For starters, let's look at the Senator's record on the war in Iraq. The war, which has cost us some $700 billion dollars and has cost the state of Tennessee directly some ten billion dollars in taxpayer expenditures for the war effort, means that there are less dollars available in the federal budget for education and alternative energy development and it means that there is more federal debt. Alexander voted for the original war and since then he has voted for every expenditure that has come before the Senate to extend funding for the war. He has voted against pulling troops out of Iraq when the opportunity has arisen.
Lamar has voted for the most destabilizing foreign policy expenditure in recent memory. Experts agree that the biggest reason for high oil prices in the global market is because of instability and uncertainty in the Middle East. Investor confidence has been greatly shaken by US activities in the Middle East and has driven down the value of the dollar in relation to other major international currencies. As a candidate for federal office, I support an immediate withdrawal of US armed forces from Iraq. I have spoken out clearly and directly on the issue of the war and my opposition to the current misadventure. If we had not invaded Iraq, the international marketplace would have greater confidence in the American economy and the global markets would not be reacting with so much fear and uncertainty to current market conditions.
Now let's look at taxes. Senator Alexander supports a flat income tax. He supports reducing the tax rates that wealthy people pay to 15% while at the same time he supports expensive, taxpayer funded military ventures. A flat income tax means that rich people will pay less and poor people will pay more. Flat taxes are already inherently unequal in terms of revenue and the response of a flat tax by state and local municipalities will be to simply increase sales taxes and other income generating revenues which will disproportionately affect the poor. Lamar also voted to cut taxes on capital gains and dividends. Lamar has made it clear where his interests lay, and it isn't with the working people of this country.

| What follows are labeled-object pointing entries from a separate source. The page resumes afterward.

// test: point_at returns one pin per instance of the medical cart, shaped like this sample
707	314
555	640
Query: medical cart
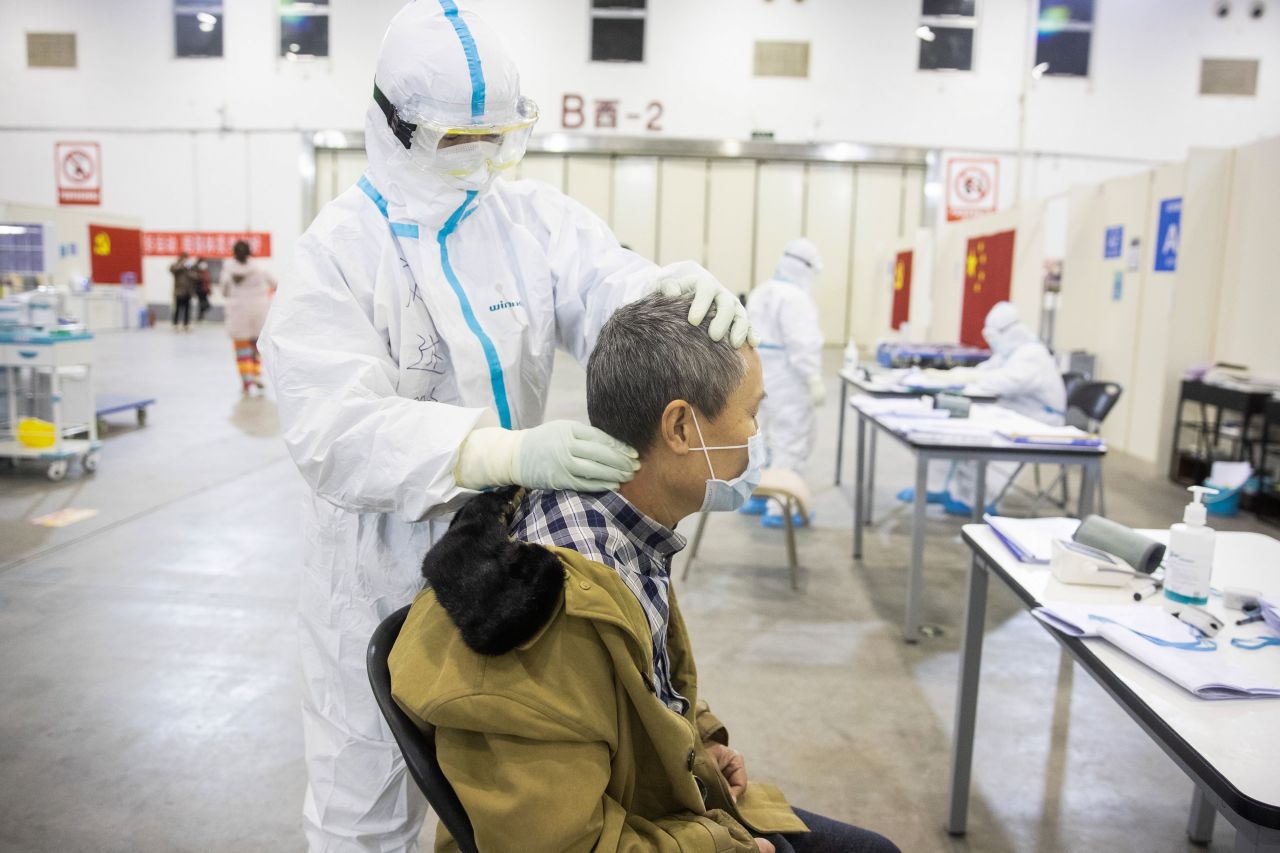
32	359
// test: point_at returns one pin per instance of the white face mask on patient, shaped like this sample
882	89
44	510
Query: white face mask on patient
727	496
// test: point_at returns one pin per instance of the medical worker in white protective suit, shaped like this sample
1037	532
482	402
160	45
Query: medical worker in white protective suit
786	318
411	350
1023	374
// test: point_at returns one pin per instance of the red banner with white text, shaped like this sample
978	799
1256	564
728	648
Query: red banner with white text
205	243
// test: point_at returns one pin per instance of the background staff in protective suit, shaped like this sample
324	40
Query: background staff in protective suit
1023	374
411	349
782	311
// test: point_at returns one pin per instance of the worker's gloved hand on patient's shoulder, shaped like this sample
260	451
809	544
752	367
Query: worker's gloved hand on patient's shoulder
557	455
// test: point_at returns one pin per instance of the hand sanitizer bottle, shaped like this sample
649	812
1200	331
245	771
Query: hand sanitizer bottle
1189	560
850	357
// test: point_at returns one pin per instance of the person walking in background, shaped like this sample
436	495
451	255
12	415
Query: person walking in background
186	281
202	288
247	291
784	310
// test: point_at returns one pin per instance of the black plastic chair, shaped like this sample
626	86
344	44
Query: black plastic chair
1095	400
1087	405
1072	381
417	747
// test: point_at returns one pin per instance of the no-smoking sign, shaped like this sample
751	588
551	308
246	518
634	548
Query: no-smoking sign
972	187
78	172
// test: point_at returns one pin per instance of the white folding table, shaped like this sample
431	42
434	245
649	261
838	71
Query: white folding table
1229	748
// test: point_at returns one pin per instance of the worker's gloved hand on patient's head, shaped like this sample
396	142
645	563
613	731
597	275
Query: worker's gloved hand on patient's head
730	313
557	455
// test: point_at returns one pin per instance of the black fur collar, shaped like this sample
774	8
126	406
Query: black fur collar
498	591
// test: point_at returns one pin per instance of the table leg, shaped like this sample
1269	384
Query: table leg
12	393
1200	824
912	625
840	428
1088	486
871	477
979	503
967	698
858	486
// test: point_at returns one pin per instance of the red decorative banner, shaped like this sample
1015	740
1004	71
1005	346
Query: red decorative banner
115	255
901	311
205	243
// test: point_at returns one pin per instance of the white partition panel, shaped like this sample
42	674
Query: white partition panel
681	210
730	222
1251	299
778	213
912	214
548	168
877	217
337	170
590	181
1116	302
635	204
828	223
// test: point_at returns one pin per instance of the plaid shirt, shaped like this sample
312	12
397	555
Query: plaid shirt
606	528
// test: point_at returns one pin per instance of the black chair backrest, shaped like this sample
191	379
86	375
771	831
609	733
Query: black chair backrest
1070	381
1095	398
417	747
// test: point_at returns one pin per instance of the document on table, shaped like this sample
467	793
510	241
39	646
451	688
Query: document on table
913	407
1142	630
1032	539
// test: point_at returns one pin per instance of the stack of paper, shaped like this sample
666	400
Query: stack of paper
1139	630
1032	539
1046	434
941	430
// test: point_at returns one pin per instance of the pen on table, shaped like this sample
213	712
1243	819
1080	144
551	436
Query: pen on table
1156	585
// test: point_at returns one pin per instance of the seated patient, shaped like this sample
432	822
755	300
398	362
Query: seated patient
549	653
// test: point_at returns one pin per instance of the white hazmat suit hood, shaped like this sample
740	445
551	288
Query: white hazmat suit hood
415	311
424	69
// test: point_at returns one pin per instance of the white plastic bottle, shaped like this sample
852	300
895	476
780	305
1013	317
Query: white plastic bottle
1189	560
850	356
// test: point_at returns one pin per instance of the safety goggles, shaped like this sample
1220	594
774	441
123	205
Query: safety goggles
426	128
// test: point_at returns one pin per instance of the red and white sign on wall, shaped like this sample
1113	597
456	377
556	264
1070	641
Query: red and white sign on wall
205	243
78	173
608	114
972	187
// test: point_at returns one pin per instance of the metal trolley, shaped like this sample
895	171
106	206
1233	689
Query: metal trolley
40	363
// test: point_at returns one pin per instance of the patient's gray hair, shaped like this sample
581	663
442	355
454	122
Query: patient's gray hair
648	355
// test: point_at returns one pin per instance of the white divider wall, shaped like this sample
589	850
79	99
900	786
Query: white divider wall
1249	304
548	168
828	223
1175	323
590	181
635	204
780	208
730	223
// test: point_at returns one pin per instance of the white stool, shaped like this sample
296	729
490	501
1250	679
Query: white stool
787	488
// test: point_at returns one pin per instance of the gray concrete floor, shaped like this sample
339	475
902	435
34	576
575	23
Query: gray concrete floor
151	690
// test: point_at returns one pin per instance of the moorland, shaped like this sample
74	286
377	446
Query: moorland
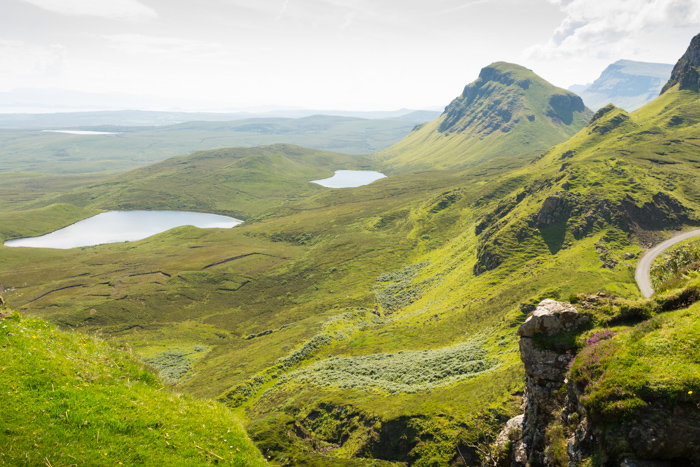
376	325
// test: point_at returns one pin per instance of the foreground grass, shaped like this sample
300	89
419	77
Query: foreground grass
625	369
71	399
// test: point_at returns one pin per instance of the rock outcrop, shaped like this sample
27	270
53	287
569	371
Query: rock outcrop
686	73
660	435
545	375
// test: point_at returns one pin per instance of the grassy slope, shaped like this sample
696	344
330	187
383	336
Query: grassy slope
69	398
236	181
510	117
314	264
35	151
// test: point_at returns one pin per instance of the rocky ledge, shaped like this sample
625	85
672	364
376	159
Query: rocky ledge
658	437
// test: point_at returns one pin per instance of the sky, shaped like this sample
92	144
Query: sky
324	54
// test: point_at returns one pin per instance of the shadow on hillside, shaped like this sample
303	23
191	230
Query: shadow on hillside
554	236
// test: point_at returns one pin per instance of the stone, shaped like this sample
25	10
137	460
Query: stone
551	318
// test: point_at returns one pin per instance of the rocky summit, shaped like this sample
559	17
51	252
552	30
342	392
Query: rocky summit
686	73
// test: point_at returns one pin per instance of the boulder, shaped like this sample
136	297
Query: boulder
551	318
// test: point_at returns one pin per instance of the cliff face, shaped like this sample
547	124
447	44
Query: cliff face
626	84
686	73
559	429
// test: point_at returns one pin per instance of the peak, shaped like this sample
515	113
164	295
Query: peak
504	95
686	73
497	71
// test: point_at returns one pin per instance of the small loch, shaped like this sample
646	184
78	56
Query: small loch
350	178
122	226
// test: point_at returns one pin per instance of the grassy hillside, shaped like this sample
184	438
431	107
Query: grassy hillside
135	146
373	324
508	113
235	181
70	398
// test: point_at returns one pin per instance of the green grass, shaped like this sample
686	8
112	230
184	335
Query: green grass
509	113
676	266
70	398
404	371
414	263
136	146
654	361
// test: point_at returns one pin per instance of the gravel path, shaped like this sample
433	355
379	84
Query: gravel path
644	265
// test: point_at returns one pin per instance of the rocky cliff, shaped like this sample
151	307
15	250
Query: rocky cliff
686	73
558	427
626	84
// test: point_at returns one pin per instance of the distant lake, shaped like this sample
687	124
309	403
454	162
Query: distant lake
121	226
80	132
350	178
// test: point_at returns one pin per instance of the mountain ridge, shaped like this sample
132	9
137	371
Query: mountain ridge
508	112
626	83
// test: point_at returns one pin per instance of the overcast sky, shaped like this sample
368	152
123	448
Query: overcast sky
325	54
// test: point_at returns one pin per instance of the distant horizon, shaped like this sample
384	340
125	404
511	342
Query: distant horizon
182	108
324	54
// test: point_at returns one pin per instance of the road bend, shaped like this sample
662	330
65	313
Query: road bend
642	274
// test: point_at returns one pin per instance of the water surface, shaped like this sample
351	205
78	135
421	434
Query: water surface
80	132
121	226
350	178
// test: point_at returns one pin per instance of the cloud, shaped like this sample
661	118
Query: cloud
166	48
21	63
608	28
130	10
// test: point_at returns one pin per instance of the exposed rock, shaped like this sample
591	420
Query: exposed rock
509	440
545	374
550	318
659	435
553	209
686	72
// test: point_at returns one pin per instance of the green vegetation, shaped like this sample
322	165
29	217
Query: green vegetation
135	146
405	371
376	325
625	370
70	398
509	114
676	266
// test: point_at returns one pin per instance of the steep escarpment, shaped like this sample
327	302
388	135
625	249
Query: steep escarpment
686	73
627	84
608	395
508	113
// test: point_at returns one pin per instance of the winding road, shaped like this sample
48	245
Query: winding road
644	265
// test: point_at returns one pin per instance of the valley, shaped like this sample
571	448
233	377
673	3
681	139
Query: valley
377	325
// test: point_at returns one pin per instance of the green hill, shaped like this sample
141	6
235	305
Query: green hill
376	325
507	113
70	398
32	150
235	181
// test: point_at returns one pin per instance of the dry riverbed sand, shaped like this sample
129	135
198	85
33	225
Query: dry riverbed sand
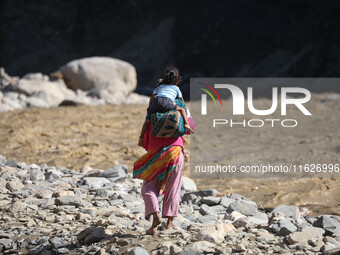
105	136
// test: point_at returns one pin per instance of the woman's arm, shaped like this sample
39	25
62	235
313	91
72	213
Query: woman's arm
151	98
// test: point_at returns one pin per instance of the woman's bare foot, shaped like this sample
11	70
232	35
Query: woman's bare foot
140	142
187	126
169	224
156	221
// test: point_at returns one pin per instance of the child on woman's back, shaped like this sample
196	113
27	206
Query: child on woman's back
163	97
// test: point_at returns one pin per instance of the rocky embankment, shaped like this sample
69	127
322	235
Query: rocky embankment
91	81
55	210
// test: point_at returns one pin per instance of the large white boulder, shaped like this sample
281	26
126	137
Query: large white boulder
105	77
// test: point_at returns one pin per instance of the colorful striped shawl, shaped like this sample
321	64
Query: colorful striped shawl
157	163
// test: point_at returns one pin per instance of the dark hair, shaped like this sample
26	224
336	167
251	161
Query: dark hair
171	76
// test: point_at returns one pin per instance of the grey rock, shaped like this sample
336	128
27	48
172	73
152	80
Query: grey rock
314	231
5	108
283	227
247	208
95	182
102	193
36	175
115	172
210	200
292	212
127	197
12	163
258	219
57	242
18	206
137	251
69	200
47	203
36	102
185	209
201	193
311	219
207	218
91	235
3	160
7	243
188	185
206	210
219	209
236	196
226	201
14	185
52	175
329	224
63	251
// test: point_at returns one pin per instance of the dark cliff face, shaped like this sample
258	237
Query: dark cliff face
242	38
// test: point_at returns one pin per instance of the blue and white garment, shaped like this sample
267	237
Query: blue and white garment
169	91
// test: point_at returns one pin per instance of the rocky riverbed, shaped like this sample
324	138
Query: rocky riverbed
55	210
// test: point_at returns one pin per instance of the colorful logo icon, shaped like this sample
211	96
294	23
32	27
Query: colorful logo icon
209	93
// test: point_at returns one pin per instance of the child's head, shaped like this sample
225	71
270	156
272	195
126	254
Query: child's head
171	76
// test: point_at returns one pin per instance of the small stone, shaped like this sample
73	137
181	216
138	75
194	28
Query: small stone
206	210
200	193
100	222
63	251
292	212
85	169
219	209
283	227
258	219
298	237
215	233
57	242
83	216
12	163
115	172
210	200
226	201
18	206
240	247
96	182
188	185
91	235
63	193
137	251
315	232
329	224
69	200
247	208
52	175
235	215
7	243
198	248
36	175
185	209
2	158
14	185
48	203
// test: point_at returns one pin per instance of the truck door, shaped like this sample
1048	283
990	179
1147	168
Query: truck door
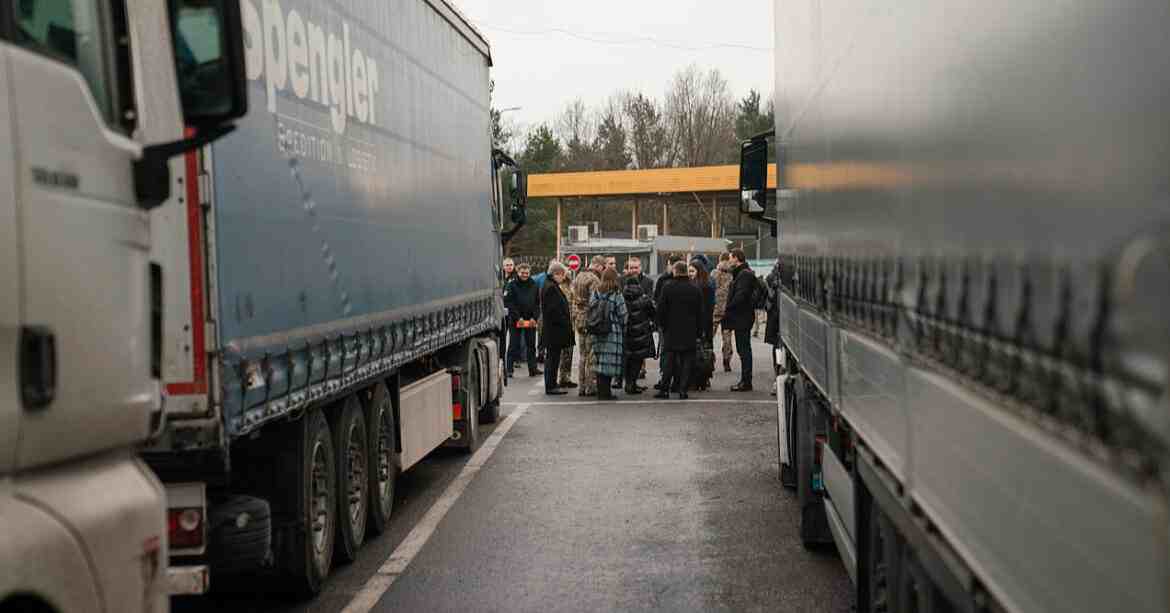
83	240
9	283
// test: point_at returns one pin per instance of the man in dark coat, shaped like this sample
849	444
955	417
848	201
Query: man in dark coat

The record of Senator Alexander's votes means we have a higher federal deficit because Lamar doesn't believe that rich people should pay their fair share. It also means less opportunity for working class people to get ahead which only drives them further into poverty. As a candidate for federal office, I believe that we need to roll back the Bush tax cuts. Corporations and the wealthy need to pay their fair share. They are members of this country, the same as everyone else. It is time to restore progressive taxation as a national policy.
Now let's look at Alexander's record with regard to working people. I've already talked about how a flat tax will end up costing working people more money in the long run. Less federal revenue means more toll roads, privatization of public services and higher local, municipal and state taxes to pick up the extra needed revenue. These aspects alone will reduce the standard of living for the middle class, but if we continue to support the policies of Alexander, we will find that standard of living even further eroded.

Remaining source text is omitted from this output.